All those players were ball-dominant combo guards, and three were focused heavily on scoring. That’s not to say Murray-Boyles isn’t capable. Still, history tells us that it would be an outlier — and not exactly an ideal recipe for Paris to make doubters dine on crow again.
My Results: South Carolina Gamecocks — 16th in Conference, 5-13
About the preview: a number of respected basketball bloggers were asked to submit one pick for the entire league schedule game by game. The game by game option allows us to account for the unbalanced schedule when addressing any kind of power rankings. Each set of picks are reflected in “the Masses” picks. Included in “the Masses” are various SEC media members who made picks at my request, as well as additional credit given to the analytics projections.
If you’d like to submit your picks, click here for the Google Form we used. If you want to know your results, send me an email.
Additionally, instead of relying solely on KenPom.com for the analytics site projections, we’re taking the average of the four main sites (EvanMiya.com, BartTorvik.com, Haslametrics.com, and KenPom.com) to give a closer consensus picture. These are weighted a touch for reliability.

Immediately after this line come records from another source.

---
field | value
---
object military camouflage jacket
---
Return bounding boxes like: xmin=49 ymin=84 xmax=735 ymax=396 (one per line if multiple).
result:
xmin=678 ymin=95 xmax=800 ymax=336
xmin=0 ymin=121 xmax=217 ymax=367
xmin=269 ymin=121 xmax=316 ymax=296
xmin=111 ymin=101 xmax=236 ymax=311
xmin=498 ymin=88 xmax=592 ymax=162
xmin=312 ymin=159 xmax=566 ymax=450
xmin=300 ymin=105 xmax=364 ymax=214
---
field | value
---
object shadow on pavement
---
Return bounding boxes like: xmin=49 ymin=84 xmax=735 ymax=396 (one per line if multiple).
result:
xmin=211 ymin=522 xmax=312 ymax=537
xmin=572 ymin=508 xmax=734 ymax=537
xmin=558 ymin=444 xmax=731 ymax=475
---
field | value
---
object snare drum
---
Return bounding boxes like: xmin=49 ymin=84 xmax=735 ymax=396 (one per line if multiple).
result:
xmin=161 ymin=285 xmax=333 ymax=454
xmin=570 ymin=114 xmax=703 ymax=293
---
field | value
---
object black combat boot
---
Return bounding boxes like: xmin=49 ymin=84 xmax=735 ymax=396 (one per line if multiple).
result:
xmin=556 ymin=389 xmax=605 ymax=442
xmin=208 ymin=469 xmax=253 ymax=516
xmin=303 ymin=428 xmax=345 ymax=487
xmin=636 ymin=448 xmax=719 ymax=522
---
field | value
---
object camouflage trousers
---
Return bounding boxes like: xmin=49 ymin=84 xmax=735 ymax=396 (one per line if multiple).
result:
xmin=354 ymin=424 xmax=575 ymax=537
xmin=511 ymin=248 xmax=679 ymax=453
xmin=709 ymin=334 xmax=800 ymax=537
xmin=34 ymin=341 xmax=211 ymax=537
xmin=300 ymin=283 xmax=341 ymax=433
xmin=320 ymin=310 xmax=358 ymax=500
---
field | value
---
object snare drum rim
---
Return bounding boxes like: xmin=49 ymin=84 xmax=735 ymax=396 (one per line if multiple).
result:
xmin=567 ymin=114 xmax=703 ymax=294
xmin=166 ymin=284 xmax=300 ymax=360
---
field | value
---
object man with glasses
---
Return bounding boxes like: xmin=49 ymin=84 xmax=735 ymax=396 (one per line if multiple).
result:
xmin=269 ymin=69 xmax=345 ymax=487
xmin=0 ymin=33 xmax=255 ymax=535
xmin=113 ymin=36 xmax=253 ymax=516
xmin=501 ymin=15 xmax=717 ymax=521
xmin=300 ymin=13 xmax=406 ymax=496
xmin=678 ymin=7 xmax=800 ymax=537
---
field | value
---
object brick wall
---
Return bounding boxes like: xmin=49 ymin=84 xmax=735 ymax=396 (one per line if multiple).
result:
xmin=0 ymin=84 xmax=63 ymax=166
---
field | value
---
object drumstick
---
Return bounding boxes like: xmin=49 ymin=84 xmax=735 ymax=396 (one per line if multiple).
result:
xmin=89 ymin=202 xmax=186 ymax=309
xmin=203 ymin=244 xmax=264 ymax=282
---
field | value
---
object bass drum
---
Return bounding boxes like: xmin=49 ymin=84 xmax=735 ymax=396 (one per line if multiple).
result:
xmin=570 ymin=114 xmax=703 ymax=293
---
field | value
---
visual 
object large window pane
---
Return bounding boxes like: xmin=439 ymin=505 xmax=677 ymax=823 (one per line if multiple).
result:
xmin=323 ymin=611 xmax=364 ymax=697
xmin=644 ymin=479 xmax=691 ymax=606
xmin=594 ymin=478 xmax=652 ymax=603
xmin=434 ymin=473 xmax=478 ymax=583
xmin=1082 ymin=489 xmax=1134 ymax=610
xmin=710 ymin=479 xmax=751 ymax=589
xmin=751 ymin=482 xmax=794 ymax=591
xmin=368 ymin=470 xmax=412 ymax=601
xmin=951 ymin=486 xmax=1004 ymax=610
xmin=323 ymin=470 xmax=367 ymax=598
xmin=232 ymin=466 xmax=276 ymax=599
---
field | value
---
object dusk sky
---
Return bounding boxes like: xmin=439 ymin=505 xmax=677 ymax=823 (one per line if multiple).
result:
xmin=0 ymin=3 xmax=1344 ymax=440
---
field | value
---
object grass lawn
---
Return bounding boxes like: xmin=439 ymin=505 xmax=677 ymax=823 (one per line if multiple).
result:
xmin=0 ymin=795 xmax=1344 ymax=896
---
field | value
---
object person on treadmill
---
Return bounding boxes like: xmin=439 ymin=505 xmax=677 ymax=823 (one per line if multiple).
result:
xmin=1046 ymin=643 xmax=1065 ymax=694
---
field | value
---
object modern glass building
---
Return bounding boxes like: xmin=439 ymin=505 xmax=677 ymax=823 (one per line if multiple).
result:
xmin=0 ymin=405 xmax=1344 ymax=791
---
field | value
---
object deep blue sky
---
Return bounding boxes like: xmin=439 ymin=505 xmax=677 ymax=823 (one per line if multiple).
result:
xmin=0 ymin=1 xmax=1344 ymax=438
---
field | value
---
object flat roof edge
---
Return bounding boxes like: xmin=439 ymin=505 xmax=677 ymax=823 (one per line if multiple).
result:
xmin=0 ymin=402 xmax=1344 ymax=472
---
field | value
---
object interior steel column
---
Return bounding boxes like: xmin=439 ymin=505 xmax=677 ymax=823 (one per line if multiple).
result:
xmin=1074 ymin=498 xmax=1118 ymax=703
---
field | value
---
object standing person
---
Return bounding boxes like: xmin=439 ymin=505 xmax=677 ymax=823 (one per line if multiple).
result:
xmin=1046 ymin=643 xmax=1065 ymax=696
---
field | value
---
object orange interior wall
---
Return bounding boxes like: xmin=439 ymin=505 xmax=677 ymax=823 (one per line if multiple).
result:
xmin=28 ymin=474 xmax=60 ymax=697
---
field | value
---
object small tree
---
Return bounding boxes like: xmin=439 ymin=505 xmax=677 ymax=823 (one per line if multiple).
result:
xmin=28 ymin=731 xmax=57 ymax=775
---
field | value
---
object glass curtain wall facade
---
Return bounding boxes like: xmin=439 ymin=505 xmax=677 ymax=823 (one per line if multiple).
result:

The projections: This is new! In an attempt to be as accurate as we could be we increased the amount of analytics used to make individual projections which influenced how these teams slotted in order. Matt Watkins used an indepth method for projecting the entire SEC transfer list, we then mixed in EvanMiya.com’s BPR projections, and BartTorvik.com’s preseason individual projections to round out the expected production based upon how each coach routinely uses his rotations.
GLOSSARY
* – an asterisk denotes a walk-on player
GP – Games Played
%min – percentage of total available minutes played, does not account for time missed due to injury
%poss – percentage of team possessions the player is responsible for ending a possession, whether by making a shot, missing a shot not rebounded by the offense or committing a turnover. For returning players this is noted as a percentage of total team possessions. For newcomers it was total possessions when that player was on the floor, better known as Usage Rate.
ORtg – Offensive Rating, similar to a points per possession but averaged out over 100 possessions. So it’s how many points a player would score if they were responsible for 100 possessions.
BPR – Bayseian Performance Rating, a single player efficiency metric created by Evan Miyakawa to determine both offensive and defensive impact when a player is on the floor.
PPG – Points Per Game, RPG – Rebounds Per Game, APG – Assists Per Game: All traditional statistics used to measure player production.
For newcomer player rankings, we used EvanMiya.com’ s rankings for transfers, and 247sports.com ‘s Composite Rating for Freshmen and Junior College signees.